First I load the SQLWmiManagement DLL and initialize an empty collection to hold the unique service accounts used by the various services.
# Load SMO Wmi.ManagedComputer assembly
[System.Reflection.Assembly]::LoadWithPartialName("Microsoft.SqlServer.SqlWmiManagement") | out-null
$srvaccts = @() # Initialize a collection to hold the service accounts
Next, I've got a function which checks to see if a string value passed in as an argument already exists in the collection, returning either $True or $False.
# Create a function to iterate through the collection to check for duplicates
function Check-Duplicate([string]$cacct) {
foreach ($sacct in $srvaccts) {
if ($sacct.ToLower() -eq $cacct) {
return $True
}
}
return $False
}
Now we can create a new ManagedComputer object connecting to the desired machine.
$mach = '.'
# Connect to the instance using SMO
$m = New-Object ('Microsoft.SqlServer.Management.Smo.Wmi.ManagedComputer') $mach
Next, we iterate through the Services collection of the ManagedComputer object and get the ServiceAccount property. We pass that value to the function, and if it returns $False we add it to the collection of unique accounts used.

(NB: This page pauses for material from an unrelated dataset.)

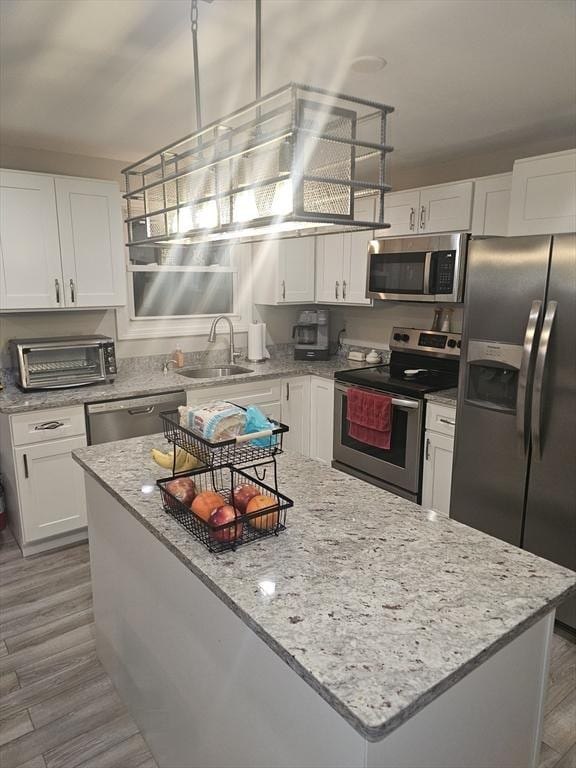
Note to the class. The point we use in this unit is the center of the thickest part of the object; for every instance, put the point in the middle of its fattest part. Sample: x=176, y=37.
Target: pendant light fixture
x=287, y=164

# Iterate through the services to check accounts
foreach ($srv in $m.Services) {
[string]$acct = $srv.ServiceAccount
# Add the Service Account to the collection if it's not already there
$chkdup = Check-Duplicate($acct)
if ($chkdup -eq $False) {
$srvaccts += $acct
}
}
Here's where it gets interesting. We can now iterate through the unique service accounts and pull just the services used by each account into a variable called $tmp. If the Count property (see - I said there was aggregation involved) is greater than 1 for a given account, it fails the security best practices test, and we return the ServiceAccount, Name and Type properties.
# For each service account used, get the services used by that account
# and if there's more than one, return the account, name and type of service
foreach ($sacct in $srvaccts) {
$tmp = $m.Services | where {$_.ServiceAccount -eq $sacct}
$srv = $tmp | where {$tmp.Count -gt 1} | select ServiceAccount, Name, Type
$srv
}
The great thing is that if there are no duplicates, there's no result. If there are results, it's something I need to look into and correct.